When a bar is great and popular, you also have brought in a constant stream of consumers to your street. On weekends in West Hollywood, California (where I live), some bars open in the morning and serve food for brunch, others in the afternoon for sporting events, and the rest at the traditional happy hour. The point is that when they open, people begin to walk back and forth between the bars on Santa Monica Boulevard, throughout the city. As they move, they also visit local shops, stop and eat at local restaurants, or relax at local parks. The weekend becomes an inclusive local experience, triggered by this third-space that serves as a "home-base" for the outing.

The above is also evidence we need to bring bars into the context of the complete neighborhood—a place where one can achieve the bulk of their activities within walking distance or short transit ride from home. Not only does this mean that we want to shop and eat near our residence, but we also want the ability to go out—to spend good times with friends and enjoy a beer or cocktail if we want, or to find a bar to watch the game. When we don’t have a bar nearby, we lack that special place where we can simply mix, mingle, and drink. Without it, we are forced to find an alternative away from our neighborhood, which raises the option of drunk driving.
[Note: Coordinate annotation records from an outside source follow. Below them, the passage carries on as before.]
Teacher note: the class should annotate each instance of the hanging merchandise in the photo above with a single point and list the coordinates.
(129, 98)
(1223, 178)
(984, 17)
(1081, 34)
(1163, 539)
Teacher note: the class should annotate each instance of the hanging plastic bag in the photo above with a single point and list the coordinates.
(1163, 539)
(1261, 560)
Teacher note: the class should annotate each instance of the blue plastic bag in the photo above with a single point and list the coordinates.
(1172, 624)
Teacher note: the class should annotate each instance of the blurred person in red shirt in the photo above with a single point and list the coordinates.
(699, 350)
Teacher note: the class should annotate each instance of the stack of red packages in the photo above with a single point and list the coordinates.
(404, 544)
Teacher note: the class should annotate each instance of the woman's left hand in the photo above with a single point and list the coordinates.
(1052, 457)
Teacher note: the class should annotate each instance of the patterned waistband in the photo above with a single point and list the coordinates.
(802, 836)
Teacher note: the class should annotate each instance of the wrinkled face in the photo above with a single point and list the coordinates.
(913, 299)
When we lack the neighborhood bar, we begin to force those who seek them out to find them outside of the neighborhood. And unless you live in New York or San Francisco (both cities have a great collection of bars), you will likely end up driving to that bar and, thus, be inclined to drive back home after drinking (looking at you, Los Angeles).

Multiple bars

Finally, complete neighborhoods require multiple bars to stimulate market competition and to meet varied consumer preferences. When there is only one bar, that place has little incentive to be the best bar in the neighborhood or on the street. If you want to go to a bar near home, you really only have this one choice (or you go somewhere else outside the neighborhood if you don’t like that choice). I’m sure we can all think of a place we’ve lived that had only one mediocre but conveniently located bar that we reluctantly patroned. Having multiple bars forces each bar to improve the quality of their experience by attracting new customers and their competitors' customers—it's pure market economics. The other part has to do with trying to meet the preferences of everyone: not all residents want to spend time at a sports bar. Some may want a pool table and darts. Others may want a bar that serves food. Others may want a nicer cocktail than what the pub is serving. Providing options allows residents of every stripe to enjoy these third-spaces and meet up with neighbors with similar preferences. Again, the user is defining his or her experience based on available options. And when there are multiple bars spread throughout the street or neighborhood, you allow for movement between bars, thus making the experience of "going out" more inclusive to the rest of the storefronts who wish to remain open and take advantage.

More than a physical environment

The city is truly a user experience that should be facilitated by great planning. The argument for why planners need to publicly embrace bars is focused on facilitating social interaction and using the bar as an essential ingredient when creating vibrant and, arguably, safer streets. But this argument can also be applied to planning on the whole. In essence, it’s time to view planning and urbanism as a total sensory experience rather than simply the organization of geographic places where the user exists. And in this experience, the bar is not simply an amenity, but an essential ingredient to complete the cohesiveness of our neighborhoods. Without it, our streets and our neighborhoods seem rather bland.


Reuben Duarte

Reuben Duarte is a Land Use Planner at Sheppard Mullin in Los Angeles, California, where he assists real estate developers, property owners, and other business entities in guiding their projects through the entitlement process, including permitting, regulatory and environmental compliance (CEQA), stakeholder engagement, and community outreach. Reuben has also written as a contributing editor for the Climate Change Law & Policy Reporter.